Tennent's lager have been blasted for furloughing staff- while boasting about massive sales during the lockdown.
Drivers and crew at depots in Cambuslang, Ayrshire and Inverness have been placed on the 80 per cent scheme as pubs no longer require deliveries.
But angry workers have hit out at the policy, with one source saying -given the sales from home drinkers- the depot staff should be topped up to 100 per cent until the crisis passes.

An internal email to staff, seen by the Record, says that the firm is delivering more beers than in the Christmas period and breaking records at the warehouse- and a 40 per cent boost in supermarket and off trade sales.

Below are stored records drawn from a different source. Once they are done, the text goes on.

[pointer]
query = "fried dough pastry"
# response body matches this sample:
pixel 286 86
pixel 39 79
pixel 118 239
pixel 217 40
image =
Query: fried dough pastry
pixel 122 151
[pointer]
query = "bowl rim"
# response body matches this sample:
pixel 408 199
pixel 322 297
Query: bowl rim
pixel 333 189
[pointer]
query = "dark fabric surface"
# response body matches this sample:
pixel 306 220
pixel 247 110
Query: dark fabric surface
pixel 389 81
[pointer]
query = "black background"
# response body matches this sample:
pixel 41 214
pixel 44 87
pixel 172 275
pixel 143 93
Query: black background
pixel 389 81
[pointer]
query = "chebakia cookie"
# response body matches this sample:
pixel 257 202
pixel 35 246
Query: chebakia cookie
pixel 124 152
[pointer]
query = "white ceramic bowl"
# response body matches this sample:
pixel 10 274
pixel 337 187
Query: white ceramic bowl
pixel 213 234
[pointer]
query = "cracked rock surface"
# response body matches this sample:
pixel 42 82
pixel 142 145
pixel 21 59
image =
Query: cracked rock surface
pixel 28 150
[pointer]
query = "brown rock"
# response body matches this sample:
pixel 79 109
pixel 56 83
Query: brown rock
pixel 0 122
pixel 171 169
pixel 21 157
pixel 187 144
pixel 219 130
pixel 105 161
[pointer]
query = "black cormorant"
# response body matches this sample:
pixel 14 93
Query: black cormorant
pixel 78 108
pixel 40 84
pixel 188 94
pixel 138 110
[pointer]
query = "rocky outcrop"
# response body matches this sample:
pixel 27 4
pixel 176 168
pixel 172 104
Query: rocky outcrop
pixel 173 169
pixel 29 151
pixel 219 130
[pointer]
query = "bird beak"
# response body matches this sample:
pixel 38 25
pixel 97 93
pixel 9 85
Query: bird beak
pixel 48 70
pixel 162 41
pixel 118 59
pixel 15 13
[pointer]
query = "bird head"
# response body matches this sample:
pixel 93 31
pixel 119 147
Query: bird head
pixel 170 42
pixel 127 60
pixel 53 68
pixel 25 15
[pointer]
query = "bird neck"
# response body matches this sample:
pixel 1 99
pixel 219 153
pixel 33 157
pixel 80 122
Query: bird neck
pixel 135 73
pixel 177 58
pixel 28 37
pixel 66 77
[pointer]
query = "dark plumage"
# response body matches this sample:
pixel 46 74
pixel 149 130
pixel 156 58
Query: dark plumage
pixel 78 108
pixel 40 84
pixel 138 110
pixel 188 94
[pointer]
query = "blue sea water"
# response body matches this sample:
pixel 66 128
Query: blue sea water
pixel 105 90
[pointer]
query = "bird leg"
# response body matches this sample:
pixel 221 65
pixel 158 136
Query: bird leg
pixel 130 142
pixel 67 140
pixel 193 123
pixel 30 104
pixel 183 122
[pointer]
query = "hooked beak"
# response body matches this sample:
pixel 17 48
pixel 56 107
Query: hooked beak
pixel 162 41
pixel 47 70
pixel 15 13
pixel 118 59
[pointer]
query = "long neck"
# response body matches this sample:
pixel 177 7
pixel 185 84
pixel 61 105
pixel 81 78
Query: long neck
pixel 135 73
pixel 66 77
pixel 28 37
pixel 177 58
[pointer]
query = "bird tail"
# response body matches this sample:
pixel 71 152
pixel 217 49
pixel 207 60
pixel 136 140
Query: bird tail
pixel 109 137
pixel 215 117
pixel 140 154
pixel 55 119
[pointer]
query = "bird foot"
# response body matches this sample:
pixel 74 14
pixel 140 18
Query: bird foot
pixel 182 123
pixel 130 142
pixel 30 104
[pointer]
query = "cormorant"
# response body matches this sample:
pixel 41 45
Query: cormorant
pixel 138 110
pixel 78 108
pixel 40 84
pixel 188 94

It says: "So far in (financial year 21) we have produced approximately 46.3million cans and bottles, up on the same weeks in (financial year 20) of 42million cans and bottles.

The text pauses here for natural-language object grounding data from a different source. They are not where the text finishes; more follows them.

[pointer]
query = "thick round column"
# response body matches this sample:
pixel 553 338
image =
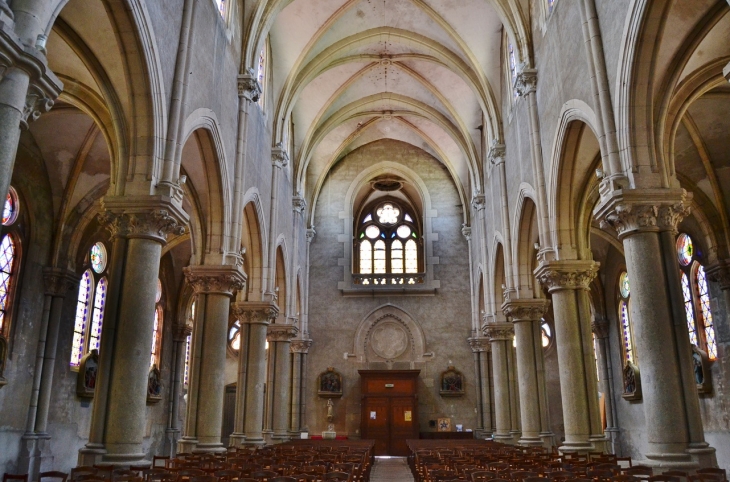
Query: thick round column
pixel 567 282
pixel 500 335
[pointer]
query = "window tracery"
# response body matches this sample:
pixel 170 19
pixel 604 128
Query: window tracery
pixel 696 297
pixel 90 305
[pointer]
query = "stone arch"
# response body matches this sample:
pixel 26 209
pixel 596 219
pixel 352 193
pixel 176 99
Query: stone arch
pixel 389 337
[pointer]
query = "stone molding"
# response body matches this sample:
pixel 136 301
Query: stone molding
pixel 525 309
pixel 497 152
pixel 215 279
pixel 499 331
pixel 300 346
pixel 632 211
pixel 279 156
pixel 480 344
pixel 567 275
pixel 57 281
pixel 526 81
pixel 255 312
pixel 285 333
pixel 248 86
pixel 147 217
pixel 600 328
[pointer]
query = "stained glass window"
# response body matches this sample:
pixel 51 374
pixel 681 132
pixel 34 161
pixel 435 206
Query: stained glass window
pixel 10 209
pixel 685 249
pixel 704 293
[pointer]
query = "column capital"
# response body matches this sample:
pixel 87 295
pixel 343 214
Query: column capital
pixel 480 343
pixel 499 331
pixel 255 312
pixel 57 281
pixel 248 86
pixel 526 81
pixel 567 274
pixel 215 279
pixel 276 332
pixel 300 346
pixel 529 309
pixel 600 328
pixel 148 217
pixel 720 273
pixel 279 156
pixel 631 211
pixel 497 152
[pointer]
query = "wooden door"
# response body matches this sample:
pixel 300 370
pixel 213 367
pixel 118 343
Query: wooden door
pixel 389 409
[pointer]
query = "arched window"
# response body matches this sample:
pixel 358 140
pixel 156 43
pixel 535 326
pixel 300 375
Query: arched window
pixel 157 329
pixel 696 297
pixel 624 316
pixel 388 243
pixel 90 305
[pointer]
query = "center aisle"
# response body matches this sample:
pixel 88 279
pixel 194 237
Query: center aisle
pixel 387 469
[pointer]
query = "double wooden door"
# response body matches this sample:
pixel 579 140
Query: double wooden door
pixel 389 409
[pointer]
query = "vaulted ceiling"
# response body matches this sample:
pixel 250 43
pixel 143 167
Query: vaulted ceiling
pixel 351 72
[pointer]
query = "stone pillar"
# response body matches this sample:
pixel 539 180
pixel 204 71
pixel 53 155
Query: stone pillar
pixel 568 283
pixel 279 337
pixel 299 350
pixel 216 285
pixel 255 317
pixel 139 227
pixel 527 316
pixel 57 283
pixel 480 346
pixel 500 336
pixel 646 222
pixel 180 335
pixel 600 330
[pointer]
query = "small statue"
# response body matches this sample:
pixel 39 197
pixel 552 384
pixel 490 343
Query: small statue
pixel 330 410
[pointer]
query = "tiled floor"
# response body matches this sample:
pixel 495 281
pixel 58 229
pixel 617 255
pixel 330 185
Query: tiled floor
pixel 390 469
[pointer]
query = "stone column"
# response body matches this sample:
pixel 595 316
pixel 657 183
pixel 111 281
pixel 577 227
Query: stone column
pixel 279 337
pixel 57 283
pixel 180 335
pixel 568 283
pixel 216 284
pixel 646 222
pixel 27 89
pixel 527 316
pixel 480 347
pixel 255 317
pixel 139 227
pixel 299 350
pixel 600 330
pixel 500 336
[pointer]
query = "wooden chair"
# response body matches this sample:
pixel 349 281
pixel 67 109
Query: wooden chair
pixel 52 474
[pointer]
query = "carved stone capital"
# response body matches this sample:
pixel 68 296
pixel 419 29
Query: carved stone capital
pixel 567 275
pixel 466 231
pixel 480 344
pixel 299 204
pixel 526 81
pixel 276 332
pixel 499 331
pixel 632 211
pixel 279 156
pixel 253 312
pixel 600 328
pixel 149 217
pixel 300 346
pixel 497 152
pixel 248 86
pixel 57 282
pixel 215 279
pixel 525 309
pixel 720 273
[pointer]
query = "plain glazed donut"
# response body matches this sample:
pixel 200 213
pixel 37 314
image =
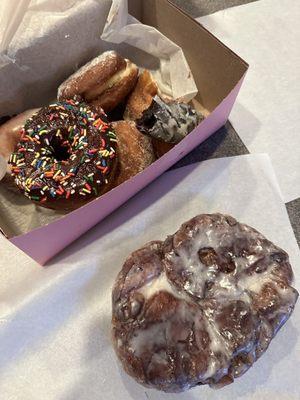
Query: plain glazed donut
pixel 201 307
pixel 135 151
pixel 103 82
pixel 66 156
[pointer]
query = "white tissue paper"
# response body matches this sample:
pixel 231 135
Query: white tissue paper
pixel 42 42
pixel 266 114
pixel 55 321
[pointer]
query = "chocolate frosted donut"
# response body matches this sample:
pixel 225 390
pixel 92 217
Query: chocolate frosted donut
pixel 65 156
pixel 169 122
pixel 201 307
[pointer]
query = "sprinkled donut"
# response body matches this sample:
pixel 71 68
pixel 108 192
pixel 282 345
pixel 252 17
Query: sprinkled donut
pixel 201 307
pixel 66 155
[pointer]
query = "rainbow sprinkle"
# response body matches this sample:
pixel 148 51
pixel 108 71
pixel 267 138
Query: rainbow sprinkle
pixel 66 150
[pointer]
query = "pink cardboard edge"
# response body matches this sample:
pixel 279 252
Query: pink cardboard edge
pixel 44 243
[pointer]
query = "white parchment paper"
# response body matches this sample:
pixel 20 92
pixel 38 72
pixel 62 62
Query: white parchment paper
pixel 43 41
pixel 266 114
pixel 55 321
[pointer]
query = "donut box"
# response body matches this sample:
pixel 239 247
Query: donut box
pixel 218 73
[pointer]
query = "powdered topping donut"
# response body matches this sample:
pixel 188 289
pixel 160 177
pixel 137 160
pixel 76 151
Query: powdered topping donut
pixel 201 307
pixel 66 155
pixel 168 121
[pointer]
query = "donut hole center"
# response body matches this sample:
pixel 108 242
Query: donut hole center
pixel 149 121
pixel 61 148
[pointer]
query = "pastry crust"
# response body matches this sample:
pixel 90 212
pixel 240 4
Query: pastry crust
pixel 141 97
pixel 201 307
pixel 135 151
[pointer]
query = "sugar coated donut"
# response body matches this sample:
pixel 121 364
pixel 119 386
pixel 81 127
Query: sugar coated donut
pixel 135 151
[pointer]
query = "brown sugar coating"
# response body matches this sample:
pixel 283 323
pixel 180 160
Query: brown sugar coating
pixel 10 133
pixel 201 307
pixel 141 97
pixel 103 82
pixel 135 151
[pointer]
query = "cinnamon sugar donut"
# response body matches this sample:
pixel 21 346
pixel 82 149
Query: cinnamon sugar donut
pixel 168 121
pixel 141 97
pixel 66 156
pixel 135 151
pixel 201 307
pixel 103 82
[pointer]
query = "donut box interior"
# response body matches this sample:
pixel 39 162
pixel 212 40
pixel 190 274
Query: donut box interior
pixel 218 73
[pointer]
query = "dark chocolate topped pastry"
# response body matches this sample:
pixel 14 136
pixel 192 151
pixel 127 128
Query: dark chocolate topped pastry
pixel 65 156
pixel 168 121
pixel 201 307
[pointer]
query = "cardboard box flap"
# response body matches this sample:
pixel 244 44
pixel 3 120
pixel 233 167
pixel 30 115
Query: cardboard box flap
pixel 216 68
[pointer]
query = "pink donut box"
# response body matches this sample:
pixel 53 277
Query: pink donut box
pixel 218 73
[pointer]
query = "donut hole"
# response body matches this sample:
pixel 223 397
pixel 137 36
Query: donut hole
pixel 61 148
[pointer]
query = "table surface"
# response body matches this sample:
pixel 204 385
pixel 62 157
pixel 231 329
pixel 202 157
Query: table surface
pixel 226 142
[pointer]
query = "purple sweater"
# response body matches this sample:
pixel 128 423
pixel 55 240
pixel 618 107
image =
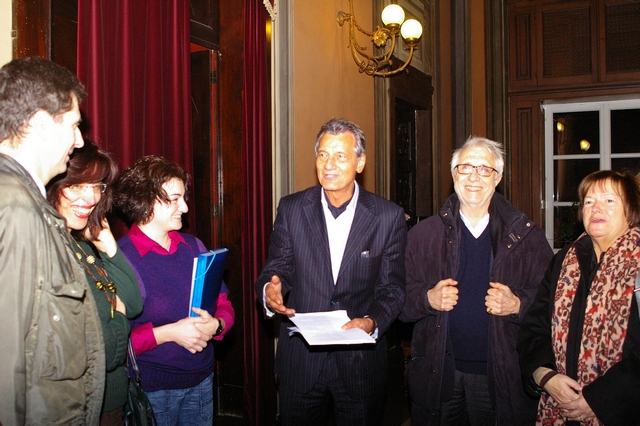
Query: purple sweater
pixel 166 279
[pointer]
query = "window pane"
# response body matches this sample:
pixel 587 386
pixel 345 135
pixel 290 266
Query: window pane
pixel 568 174
pixel 625 131
pixel 566 226
pixel 571 128
pixel 630 165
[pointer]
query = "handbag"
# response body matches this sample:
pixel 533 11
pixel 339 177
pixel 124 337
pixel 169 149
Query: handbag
pixel 138 410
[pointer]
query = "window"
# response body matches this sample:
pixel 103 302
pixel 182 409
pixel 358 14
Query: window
pixel 581 138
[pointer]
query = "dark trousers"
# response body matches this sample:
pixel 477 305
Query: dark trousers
pixel 312 409
pixel 471 403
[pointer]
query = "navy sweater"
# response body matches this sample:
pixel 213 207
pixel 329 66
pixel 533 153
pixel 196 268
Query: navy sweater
pixel 469 321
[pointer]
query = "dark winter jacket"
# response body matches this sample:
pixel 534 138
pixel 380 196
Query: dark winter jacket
pixel 52 369
pixel 521 255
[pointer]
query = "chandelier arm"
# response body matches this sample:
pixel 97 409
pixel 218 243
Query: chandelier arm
pixel 397 70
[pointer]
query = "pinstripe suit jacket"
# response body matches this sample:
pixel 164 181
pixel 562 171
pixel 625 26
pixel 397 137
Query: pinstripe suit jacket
pixel 370 282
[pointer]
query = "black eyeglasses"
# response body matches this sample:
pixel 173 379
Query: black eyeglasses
pixel 467 169
pixel 95 187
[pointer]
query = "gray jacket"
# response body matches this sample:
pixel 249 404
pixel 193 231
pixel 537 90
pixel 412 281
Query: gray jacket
pixel 52 351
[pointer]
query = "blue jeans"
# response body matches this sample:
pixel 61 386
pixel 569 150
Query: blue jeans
pixel 190 406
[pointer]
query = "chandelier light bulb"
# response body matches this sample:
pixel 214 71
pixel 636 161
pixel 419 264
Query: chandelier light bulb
pixel 411 30
pixel 393 15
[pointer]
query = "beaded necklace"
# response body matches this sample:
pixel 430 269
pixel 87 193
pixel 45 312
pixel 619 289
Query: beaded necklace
pixel 109 288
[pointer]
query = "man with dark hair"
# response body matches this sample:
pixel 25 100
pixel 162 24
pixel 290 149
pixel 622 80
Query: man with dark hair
pixel 335 246
pixel 52 351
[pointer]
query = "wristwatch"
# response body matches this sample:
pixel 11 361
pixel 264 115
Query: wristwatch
pixel 219 330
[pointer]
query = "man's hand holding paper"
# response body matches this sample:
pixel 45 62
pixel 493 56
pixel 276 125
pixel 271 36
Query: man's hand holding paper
pixel 329 328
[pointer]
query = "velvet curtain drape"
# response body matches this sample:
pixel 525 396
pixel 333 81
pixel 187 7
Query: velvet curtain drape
pixel 133 57
pixel 257 220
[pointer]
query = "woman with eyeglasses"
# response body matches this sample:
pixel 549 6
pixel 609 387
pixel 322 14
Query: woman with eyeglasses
pixel 83 197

"Over the last three weeks, Thornliebank (distribution centre)have been delivering orders larger than Christmas and still hitting delivery schedules even in these very demanding times.

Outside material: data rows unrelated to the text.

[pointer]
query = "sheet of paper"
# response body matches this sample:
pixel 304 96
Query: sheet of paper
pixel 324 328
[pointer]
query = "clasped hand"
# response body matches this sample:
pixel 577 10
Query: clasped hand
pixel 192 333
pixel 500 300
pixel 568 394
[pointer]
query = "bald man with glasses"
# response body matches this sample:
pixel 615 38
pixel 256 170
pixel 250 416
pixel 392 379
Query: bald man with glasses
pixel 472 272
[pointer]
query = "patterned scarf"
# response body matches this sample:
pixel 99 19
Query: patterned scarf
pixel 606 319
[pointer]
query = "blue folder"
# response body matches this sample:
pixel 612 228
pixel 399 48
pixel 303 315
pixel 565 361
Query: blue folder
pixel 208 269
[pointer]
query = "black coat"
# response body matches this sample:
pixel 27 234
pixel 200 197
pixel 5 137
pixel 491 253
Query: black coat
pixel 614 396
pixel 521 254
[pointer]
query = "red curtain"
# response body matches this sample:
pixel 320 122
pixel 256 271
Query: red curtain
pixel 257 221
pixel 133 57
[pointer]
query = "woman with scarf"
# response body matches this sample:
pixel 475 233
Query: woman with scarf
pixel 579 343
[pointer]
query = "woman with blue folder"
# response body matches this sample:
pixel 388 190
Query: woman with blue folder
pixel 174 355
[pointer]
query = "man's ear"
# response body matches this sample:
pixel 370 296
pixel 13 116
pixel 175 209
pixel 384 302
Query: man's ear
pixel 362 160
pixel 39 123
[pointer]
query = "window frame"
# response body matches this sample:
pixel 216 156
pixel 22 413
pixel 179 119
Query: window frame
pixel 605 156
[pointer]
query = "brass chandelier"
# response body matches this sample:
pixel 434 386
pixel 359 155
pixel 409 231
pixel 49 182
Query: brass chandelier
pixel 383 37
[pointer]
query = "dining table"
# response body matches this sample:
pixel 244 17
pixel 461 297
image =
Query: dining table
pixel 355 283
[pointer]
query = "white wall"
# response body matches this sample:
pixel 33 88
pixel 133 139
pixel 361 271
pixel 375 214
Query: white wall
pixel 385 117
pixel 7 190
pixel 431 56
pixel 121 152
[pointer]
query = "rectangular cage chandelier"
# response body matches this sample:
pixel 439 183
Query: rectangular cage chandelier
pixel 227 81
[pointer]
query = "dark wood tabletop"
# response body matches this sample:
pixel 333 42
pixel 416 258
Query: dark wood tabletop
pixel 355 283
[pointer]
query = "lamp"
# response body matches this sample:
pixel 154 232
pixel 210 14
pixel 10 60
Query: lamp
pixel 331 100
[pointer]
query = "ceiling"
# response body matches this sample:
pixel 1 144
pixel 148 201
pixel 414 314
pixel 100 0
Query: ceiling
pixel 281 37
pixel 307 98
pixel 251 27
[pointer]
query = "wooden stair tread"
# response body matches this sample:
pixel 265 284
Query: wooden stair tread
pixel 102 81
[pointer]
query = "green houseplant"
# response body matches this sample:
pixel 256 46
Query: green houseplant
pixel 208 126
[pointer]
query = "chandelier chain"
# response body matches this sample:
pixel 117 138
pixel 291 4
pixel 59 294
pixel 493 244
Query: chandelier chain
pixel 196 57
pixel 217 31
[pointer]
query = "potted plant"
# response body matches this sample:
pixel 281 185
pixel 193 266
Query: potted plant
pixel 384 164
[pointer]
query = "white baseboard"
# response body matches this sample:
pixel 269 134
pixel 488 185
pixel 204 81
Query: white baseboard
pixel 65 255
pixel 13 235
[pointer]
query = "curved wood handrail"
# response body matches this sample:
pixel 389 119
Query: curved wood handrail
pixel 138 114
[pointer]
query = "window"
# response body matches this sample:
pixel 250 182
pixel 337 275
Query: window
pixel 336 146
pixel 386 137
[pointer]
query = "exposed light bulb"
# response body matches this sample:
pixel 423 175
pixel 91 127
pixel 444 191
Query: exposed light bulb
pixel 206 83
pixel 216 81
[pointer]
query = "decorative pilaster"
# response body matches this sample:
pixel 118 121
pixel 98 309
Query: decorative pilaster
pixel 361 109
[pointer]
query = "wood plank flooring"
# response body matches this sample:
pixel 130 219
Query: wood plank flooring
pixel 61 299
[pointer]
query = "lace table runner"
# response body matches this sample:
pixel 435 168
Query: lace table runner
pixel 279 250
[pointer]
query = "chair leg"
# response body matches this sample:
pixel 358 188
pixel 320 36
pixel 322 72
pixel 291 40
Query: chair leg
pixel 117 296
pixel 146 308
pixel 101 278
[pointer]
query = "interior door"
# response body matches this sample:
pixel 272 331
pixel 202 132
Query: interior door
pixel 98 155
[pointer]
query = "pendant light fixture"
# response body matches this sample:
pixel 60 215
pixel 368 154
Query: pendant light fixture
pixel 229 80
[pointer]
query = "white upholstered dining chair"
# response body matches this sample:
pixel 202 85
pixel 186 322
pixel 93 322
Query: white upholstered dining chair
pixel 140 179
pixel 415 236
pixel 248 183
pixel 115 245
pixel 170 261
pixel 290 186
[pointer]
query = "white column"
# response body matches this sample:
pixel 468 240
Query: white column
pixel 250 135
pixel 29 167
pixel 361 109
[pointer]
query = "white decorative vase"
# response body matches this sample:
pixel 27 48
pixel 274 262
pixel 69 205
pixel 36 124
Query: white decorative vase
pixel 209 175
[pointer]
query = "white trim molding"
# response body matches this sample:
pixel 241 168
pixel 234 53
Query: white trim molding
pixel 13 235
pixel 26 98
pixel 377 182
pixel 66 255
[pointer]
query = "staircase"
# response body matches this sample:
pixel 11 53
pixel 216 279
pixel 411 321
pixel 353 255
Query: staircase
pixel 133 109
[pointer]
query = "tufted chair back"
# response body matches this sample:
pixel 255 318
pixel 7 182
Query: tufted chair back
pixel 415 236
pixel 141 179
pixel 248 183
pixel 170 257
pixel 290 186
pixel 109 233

"We'd also like to say thanks to our off trade and direct to store sales teams who are working closely with customers to ensure we can meet their requirements, with volumes in the off trade up 40% in March."
With the lockdown extending across the UK many people have been reaching for the booze with increased drinks sales reported.
Alcohol sales in supermarkets and corner shops jumped by 22 per cent in March, according to consumer analysts Kanta
A source said: "The staff really aren't happy, they just think the situation is a farce.
"We've been looking at how some smaller brewers have handled the lockdown and wondered why we can't be treated like that.
"I don’t see why a huge company like Tennent's aren’t topping up the 20 per cent- they are still making huge profit through this pandemic and are recording record sales likened to Christmas in off sale and supermarket trade."
Kenny Gray, managing director for Tennent Caledonian Scotland, said: “The coronavirus pandemic continues to have a hugely detrimental impact.
"This has been felt most acutely in the on-trade, which includes pubs, clubs, hotels, bars and restaurants, which have been closed since 21st March, and which account for 80 per cent of our revenue. This means that we have been unable to sell or deliver to the majority of our usual customers.
"As a result, we have put in place temporary measures across our business to deploy resources where they are most needed. This means that we are increasing our focus on the off-trade, such as supermarkets and shops. Sales in this area are performing strongly – but it does not compensate for the significant loss in business resulting from the closure of the on-trade.
"Given this, we have had to take the difficult decision to place approximately 70 per cent of our employees on a temporary furlough from 1st April.
"We have engaged fully with those affected, and their representative organisations, to manage this transition effectively and are providing ongoing support and assurances that these are temporary measures. Our furlough payments go beyond the support offered by the Government.
"The measures we have applied have resulted in an average 20 per cent salary reduction across our workforce.
"The Executive leadership team and board have reduced their remuneration by 30 per cent and 40 per cent respectively for an initial three months. We have also worked hard to significantly reduce operating costs and capital spend."